The European commodity chemicals sector, which makes large volume chemicals such as chlorine, caustic soda and plastics, has been enjoying an upswing since the end of 2003, which most analysts in a Reuters poll last month saw ending only in 2006.
But the fortunes of chemical companies in the region are influenced by two major factors: the euro and oil prices.
Prices for New York crude oil futures for July soared to a record high on Monday of $59.23 a barrel (CLc1: Quote , Profile , Research ) before easing back slightly. London Brent (LCOQ5: Quote , Profile , Research ) was at $58.25.
On foreign exchange markets, the euro reacted sharply to the failure of European Union leaders to agree on a long-term budget, which added to the existing crisis over the proposed EU constitution, rejected by the French and Dutch.
The euro was at $1.2218/19 around midday after hitting a low of $1.2182 according to Reuters data. A weaker euro makes European exports more competitive.
"The euro is the slightly bigger effect. The oil price has been going up for the past 18 months, and profitability at chemical companies has been rising," said a London-based analyst.
"But ultimately oil and the euro are peripheral issues: what matters most is what's happening to demand."
"We've seen oil at $40, $45 and $55, and we thought we would have to deal with falling product demand, but it hasn't really happened."
CHICKEN AND EGG
Analysts say that there are two ways to look at a high oil price from the chemical industry's standpoint.
Higher oil prices raise the cost of raw materials for chemical firms, which is a clear negative. But they also indicate robust economic growth, which fuels demand for chemicals that go into everything from car dashboards to the fizz in sparkling water.

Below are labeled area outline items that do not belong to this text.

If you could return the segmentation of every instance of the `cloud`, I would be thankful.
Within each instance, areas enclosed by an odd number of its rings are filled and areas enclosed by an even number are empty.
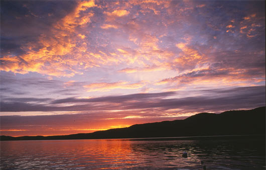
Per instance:
[[[84,85],[87,91],[108,91],[114,89],[135,89],[142,88],[145,85],[143,83],[129,83],[125,81],[112,83],[95,83]]]
[[[129,12],[125,10],[114,10],[111,13],[104,12],[103,13],[106,14],[108,16],[123,17],[128,15],[128,14],[129,14]]]
[[[201,95],[194,97],[164,99],[165,97],[170,97],[175,94],[174,92],[169,92],[110,96],[89,99],[68,98],[55,100],[51,101],[50,104],[43,104],[22,102],[23,100],[29,101],[34,99],[18,99],[16,101],[2,101],[1,111],[141,110],[157,108],[162,113],[172,109],[179,109],[179,112],[182,113],[207,111],[216,112],[238,108],[250,108],[265,104],[264,86],[194,91],[194,93],[196,92],[198,92]],[[73,104],[66,106],[57,105],[71,103]]]

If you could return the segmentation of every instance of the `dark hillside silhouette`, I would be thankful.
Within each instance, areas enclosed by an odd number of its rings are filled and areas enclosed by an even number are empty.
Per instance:
[[[67,135],[12,137],[1,140],[55,140],[147,138],[262,134],[265,133],[265,107],[249,110],[227,111],[220,114],[202,113],[184,120],[135,124],[89,133]]]

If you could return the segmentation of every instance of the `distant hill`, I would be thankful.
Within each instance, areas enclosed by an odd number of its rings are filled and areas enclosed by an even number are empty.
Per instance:
[[[265,107],[202,113],[184,120],[135,124],[128,127],[67,135],[12,137],[1,140],[147,138],[265,134]]]

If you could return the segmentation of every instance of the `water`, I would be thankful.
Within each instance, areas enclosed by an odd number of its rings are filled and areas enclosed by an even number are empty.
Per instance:
[[[1,169],[265,169],[265,140],[1,142]],[[183,157],[183,151],[188,153]],[[201,161],[204,164],[201,164]]]

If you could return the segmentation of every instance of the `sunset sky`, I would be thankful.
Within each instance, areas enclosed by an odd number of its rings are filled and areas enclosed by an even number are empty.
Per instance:
[[[1,2],[1,134],[265,104],[265,1]]]

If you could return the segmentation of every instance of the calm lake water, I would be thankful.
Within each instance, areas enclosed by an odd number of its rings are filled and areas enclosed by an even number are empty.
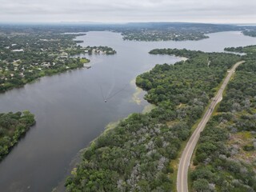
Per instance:
[[[113,121],[141,112],[147,105],[134,101],[134,81],[157,63],[179,58],[150,55],[154,48],[222,51],[226,46],[256,44],[240,32],[210,34],[198,42],[123,41],[119,34],[89,32],[78,37],[82,46],[108,46],[115,55],[87,56],[92,67],[51,77],[0,94],[1,112],[29,110],[37,124],[0,163],[0,191],[51,191],[63,180],[77,153]],[[118,94],[115,93],[121,90]],[[104,102],[105,98],[110,98]],[[142,98],[142,96],[140,96]]]

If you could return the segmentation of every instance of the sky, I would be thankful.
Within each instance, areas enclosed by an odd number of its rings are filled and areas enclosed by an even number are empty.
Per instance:
[[[256,0],[0,0],[0,22],[256,23]]]

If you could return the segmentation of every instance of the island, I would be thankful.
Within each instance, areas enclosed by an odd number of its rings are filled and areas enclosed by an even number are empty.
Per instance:
[[[34,114],[27,110],[0,114],[0,161],[34,123]]]

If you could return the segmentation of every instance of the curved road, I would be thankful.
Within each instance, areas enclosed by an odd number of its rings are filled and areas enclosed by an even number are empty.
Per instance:
[[[223,90],[226,88],[226,86],[227,85],[227,83],[229,82],[233,73],[234,73],[235,69],[242,62],[244,62],[244,61],[237,62],[236,64],[234,65],[232,69],[228,71],[228,75],[226,77],[221,88],[218,91],[218,94],[214,98],[206,114],[202,117],[202,121],[199,122],[198,127],[194,131],[192,136],[188,141],[182,152],[182,157],[180,158],[179,165],[178,165],[178,177],[177,177],[177,191],[178,192],[188,192],[188,184],[187,184],[188,170],[190,164],[190,159],[193,154],[193,151],[200,137],[200,133],[205,128],[216,105],[220,101],[222,101]]]

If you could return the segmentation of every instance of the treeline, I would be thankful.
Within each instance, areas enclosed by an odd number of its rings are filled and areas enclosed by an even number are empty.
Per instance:
[[[252,48],[232,50],[250,54]],[[246,62],[201,134],[190,174],[195,191],[256,191],[256,62],[250,55],[243,56]]]
[[[157,107],[131,114],[94,140],[67,178],[66,190],[170,191],[175,186],[170,161],[177,158],[226,69],[239,59],[197,52],[186,62],[157,65],[139,75],[137,85]]]
[[[80,68],[86,58],[70,57],[68,51],[81,46],[78,34],[0,34],[0,92],[23,86],[45,75]]]
[[[34,123],[29,111],[0,114],[0,161]]]

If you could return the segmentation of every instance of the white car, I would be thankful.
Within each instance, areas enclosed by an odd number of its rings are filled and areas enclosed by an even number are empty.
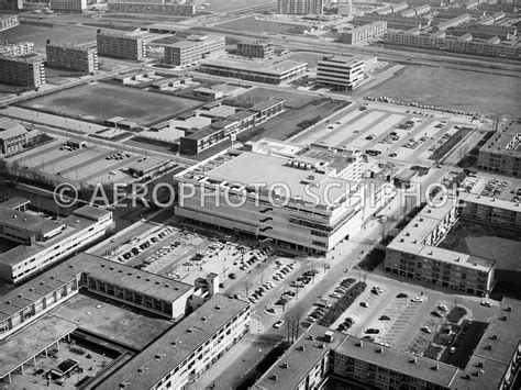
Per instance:
[[[278,328],[279,328],[280,326],[282,326],[282,325],[284,325],[284,320],[278,320],[278,321],[274,324],[274,327],[275,327],[276,330],[278,330]]]

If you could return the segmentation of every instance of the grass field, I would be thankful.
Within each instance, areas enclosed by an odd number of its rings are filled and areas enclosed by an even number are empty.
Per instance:
[[[55,42],[87,43],[96,42],[96,30],[76,25],[51,25],[47,23],[23,23],[19,26],[2,31],[1,41],[34,42],[36,51],[45,52],[45,42],[49,38]]]
[[[200,104],[197,100],[98,83],[29,100],[22,105],[51,110],[66,116],[80,115],[97,120],[123,116],[138,124],[145,124]]]
[[[267,22],[260,21],[253,18],[245,18],[240,20],[234,20],[231,22],[225,22],[217,24],[215,27],[229,29],[229,30],[239,30],[239,31],[253,31],[253,32],[266,32],[275,34],[288,34],[297,27],[297,24],[289,23],[277,23],[277,22]]]

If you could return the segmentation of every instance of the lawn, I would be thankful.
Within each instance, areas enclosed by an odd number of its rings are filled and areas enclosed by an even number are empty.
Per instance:
[[[65,116],[104,120],[123,116],[145,125],[201,102],[110,83],[81,86],[25,101],[23,107]]]

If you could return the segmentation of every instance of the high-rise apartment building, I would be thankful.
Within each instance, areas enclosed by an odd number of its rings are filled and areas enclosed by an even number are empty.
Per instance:
[[[170,65],[189,65],[225,53],[224,35],[190,35],[186,41],[165,46],[165,62]]]
[[[0,56],[0,82],[38,88],[45,83],[43,57]]]
[[[278,0],[278,13],[293,15],[322,14],[323,0]]]
[[[354,89],[364,80],[361,57],[324,56],[317,65],[317,81],[336,89]]]
[[[98,30],[98,55],[113,58],[142,59],[146,57],[146,44],[140,34]]]
[[[47,41],[45,45],[47,66],[71,69],[85,73],[98,70],[98,51],[96,47],[81,47],[70,44],[54,44]]]

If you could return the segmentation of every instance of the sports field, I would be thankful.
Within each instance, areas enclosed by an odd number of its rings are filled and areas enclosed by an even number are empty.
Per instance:
[[[65,116],[90,120],[123,116],[138,124],[146,124],[201,105],[201,102],[100,82],[29,100],[22,105],[35,110],[51,110]]]

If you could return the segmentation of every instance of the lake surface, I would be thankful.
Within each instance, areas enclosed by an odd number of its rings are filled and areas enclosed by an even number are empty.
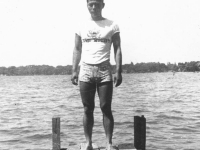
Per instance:
[[[105,145],[99,98],[93,141]],[[147,120],[147,150],[200,150],[200,73],[123,74],[114,88],[114,144],[134,141],[133,117]],[[52,117],[61,147],[85,141],[79,88],[70,76],[0,76],[0,149],[50,150]]]

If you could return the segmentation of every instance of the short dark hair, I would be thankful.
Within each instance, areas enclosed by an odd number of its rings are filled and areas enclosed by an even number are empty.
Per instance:
[[[99,0],[99,1],[101,1],[103,3],[104,0]],[[88,3],[88,0],[87,0],[87,3]]]

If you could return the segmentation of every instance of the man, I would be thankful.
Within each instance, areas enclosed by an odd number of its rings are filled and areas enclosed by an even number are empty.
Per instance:
[[[119,27],[102,16],[103,0],[87,0],[91,18],[80,23],[75,34],[71,81],[80,86],[84,106],[83,126],[86,137],[85,150],[92,150],[92,128],[94,124],[94,98],[97,91],[103,113],[103,125],[107,140],[107,150],[112,146],[114,119],[111,111],[113,82],[110,65],[110,49],[113,44],[116,61],[115,87],[122,82],[122,53]],[[81,68],[78,76],[78,64]],[[78,79],[79,77],[79,79]]]

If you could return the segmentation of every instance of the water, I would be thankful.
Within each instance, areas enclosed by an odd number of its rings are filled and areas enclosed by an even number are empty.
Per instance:
[[[200,74],[123,74],[114,88],[115,144],[131,143],[133,116],[147,119],[147,150],[200,150]],[[0,76],[0,149],[50,150],[52,117],[62,147],[84,142],[82,104],[70,76]],[[96,96],[93,141],[105,145]]]

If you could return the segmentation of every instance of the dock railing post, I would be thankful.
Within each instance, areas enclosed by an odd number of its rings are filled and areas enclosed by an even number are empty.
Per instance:
[[[52,118],[53,150],[60,150],[60,118]]]
[[[134,146],[137,150],[146,149],[146,118],[134,116]]]

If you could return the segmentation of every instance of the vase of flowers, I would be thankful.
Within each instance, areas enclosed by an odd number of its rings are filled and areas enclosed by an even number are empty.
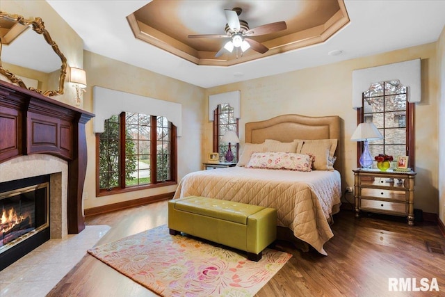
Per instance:
[[[386,171],[391,167],[391,161],[394,159],[392,156],[386,154],[379,154],[378,156],[374,157],[374,160],[377,161],[377,168],[380,171]]]

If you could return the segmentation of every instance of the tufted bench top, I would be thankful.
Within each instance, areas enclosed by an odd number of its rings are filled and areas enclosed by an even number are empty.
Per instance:
[[[264,209],[258,205],[234,202],[200,196],[172,200],[175,208],[183,211],[247,225],[248,217]]]

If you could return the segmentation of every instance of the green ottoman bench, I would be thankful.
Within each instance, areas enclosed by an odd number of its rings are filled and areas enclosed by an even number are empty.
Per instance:
[[[232,201],[190,196],[168,202],[170,234],[182,232],[248,252],[259,261],[277,236],[277,211]]]

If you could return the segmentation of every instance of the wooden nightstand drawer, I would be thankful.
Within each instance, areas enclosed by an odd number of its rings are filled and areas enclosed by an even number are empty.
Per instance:
[[[375,197],[382,199],[406,200],[406,193],[403,191],[391,191],[380,188],[362,188],[361,196]]]
[[[405,178],[387,178],[366,177],[360,179],[360,186],[387,186],[396,188],[406,188]]]
[[[360,211],[406,216],[414,225],[414,177],[416,172],[356,169],[354,171],[355,216]]]
[[[360,209],[405,214],[406,212],[406,204],[362,199],[360,200]]]

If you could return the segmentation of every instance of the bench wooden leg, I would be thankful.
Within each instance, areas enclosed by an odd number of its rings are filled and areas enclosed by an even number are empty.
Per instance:
[[[254,254],[253,252],[248,252],[248,259],[257,262],[261,259],[261,257],[263,256],[262,252],[259,252],[258,254]]]
[[[181,232],[179,232],[179,231],[174,230],[173,229],[170,229],[170,235],[177,235],[177,234],[179,234],[179,233],[181,233]]]

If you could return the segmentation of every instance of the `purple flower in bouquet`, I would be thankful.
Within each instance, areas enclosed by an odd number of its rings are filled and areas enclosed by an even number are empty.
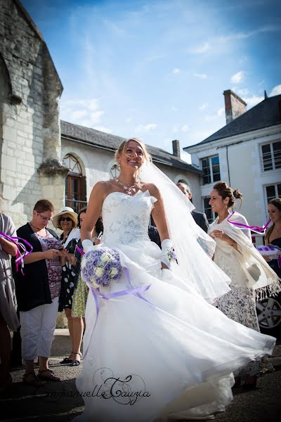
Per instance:
[[[169,262],[171,262],[172,260],[176,260],[176,255],[174,249],[170,249],[170,250],[167,252],[166,256]]]
[[[115,249],[100,248],[86,253],[81,263],[82,279],[94,288],[109,286],[122,276],[120,256]]]

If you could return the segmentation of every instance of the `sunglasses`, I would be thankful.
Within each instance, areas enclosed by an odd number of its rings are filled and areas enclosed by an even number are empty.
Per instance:
[[[53,219],[51,218],[48,218],[48,217],[44,217],[43,215],[41,215],[40,212],[38,212],[38,211],[37,211],[37,215],[39,217],[40,217],[40,218],[44,220],[44,222],[50,222],[52,221]]]
[[[72,222],[72,219],[70,217],[61,217],[60,222]]]

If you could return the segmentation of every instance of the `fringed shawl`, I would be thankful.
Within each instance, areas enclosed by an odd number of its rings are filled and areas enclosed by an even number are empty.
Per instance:
[[[209,226],[208,234],[211,235],[214,230],[223,230],[226,234],[235,241],[237,250],[225,241],[215,239],[216,248],[219,248],[226,253],[231,252],[235,254],[247,277],[247,284],[245,287],[252,288],[255,290],[256,300],[261,300],[281,291],[281,280],[256,250],[251,241],[243,233],[243,231],[228,223],[227,218],[219,224],[218,220],[218,217]],[[246,219],[236,212],[231,217],[231,221],[247,224]]]

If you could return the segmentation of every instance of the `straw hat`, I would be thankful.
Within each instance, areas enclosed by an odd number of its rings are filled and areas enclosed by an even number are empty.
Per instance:
[[[77,225],[77,222],[78,222],[78,215],[74,212],[73,208],[72,208],[71,207],[63,207],[63,208],[60,208],[59,212],[58,212],[58,214],[54,215],[54,217],[53,217],[53,221],[52,221],[53,226],[54,227],[55,227],[56,229],[58,229],[58,220],[60,219],[61,216],[63,215],[64,214],[68,214],[70,215],[71,219],[72,220],[72,222],[74,224],[74,227],[76,227],[76,226]]]

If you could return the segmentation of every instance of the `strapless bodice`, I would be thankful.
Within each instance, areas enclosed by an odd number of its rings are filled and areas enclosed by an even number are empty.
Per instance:
[[[102,208],[103,243],[114,245],[149,241],[148,224],[153,204],[157,200],[148,191],[138,191],[133,196],[112,192]]]

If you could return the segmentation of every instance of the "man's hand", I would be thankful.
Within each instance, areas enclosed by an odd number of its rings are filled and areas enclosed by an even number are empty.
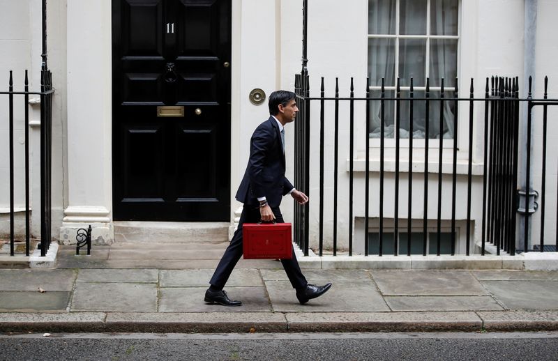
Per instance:
[[[271,222],[275,220],[275,215],[269,204],[259,207],[259,215],[262,217],[262,222]]]
[[[299,192],[296,190],[292,191],[291,195],[294,199],[295,201],[299,202],[299,204],[305,204],[308,203],[308,196],[303,193],[302,192]]]

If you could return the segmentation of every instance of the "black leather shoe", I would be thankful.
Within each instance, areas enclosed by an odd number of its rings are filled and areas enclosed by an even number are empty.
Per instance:
[[[213,292],[208,289],[205,291],[205,298],[204,298],[204,300],[209,303],[216,303],[223,306],[234,307],[242,305],[241,301],[233,301],[229,298],[229,295],[223,290]]]
[[[296,290],[296,298],[301,305],[304,305],[308,300],[319,297],[331,288],[331,282],[329,282],[324,286],[315,286],[307,284],[306,287],[301,290]]]

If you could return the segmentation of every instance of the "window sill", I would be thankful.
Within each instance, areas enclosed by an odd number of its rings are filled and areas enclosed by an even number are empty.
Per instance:
[[[350,160],[347,160],[347,171],[350,170]],[[355,159],[353,162],[353,171],[355,172],[365,171],[366,160],[364,159]],[[483,175],[483,163],[476,163],[473,162],[471,172],[473,176]],[[371,158],[370,160],[370,171],[379,172],[380,160],[379,158]],[[467,175],[468,174],[469,160],[458,160],[457,174],[460,175]],[[384,171],[394,173],[395,171],[395,160],[385,159],[384,162]],[[413,173],[424,173],[424,161],[413,161]],[[401,160],[399,162],[399,171],[400,173],[409,172],[409,160]],[[428,173],[438,173],[438,162],[428,162]],[[453,164],[452,162],[443,161],[442,163],[442,173],[443,174],[452,174],[453,173]]]

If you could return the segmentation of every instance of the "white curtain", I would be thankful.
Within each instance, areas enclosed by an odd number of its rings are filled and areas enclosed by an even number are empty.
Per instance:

"The issue of the oil price depends on whether it's saying something about global economic demand or just about the oil industry's supply characteristics," said Commerzbank analyst Peter Mackey.
The European chemicals sector is driven by strong export growth, which compensates for sluggish domestic markets.
In the first quarter, chemical exports out of Germany rose 9.2 percent to 20.5 billion euros.
"The euro at $1.22 versus $1.30 earlier is incrementally better, but it is still a high rate," said Mackey.
At the end of April German chemical giant BASF, a bellwether for the European chemicals industry that makes everything from pesticides to plastic, raised its estimate for average oil prices this year to $45 a barrel from $35.
But this did not stop BASF, the world's biggest chemical company by sales which also produces oil and gas, from forecasting a possible rise in 2005 earnings over an already strong previous year.
The London-based analyst cited earlier said that a weaker euro was clearly good in isolation but even that could turn into a worry if it were linked to weaker demand in the eurozone.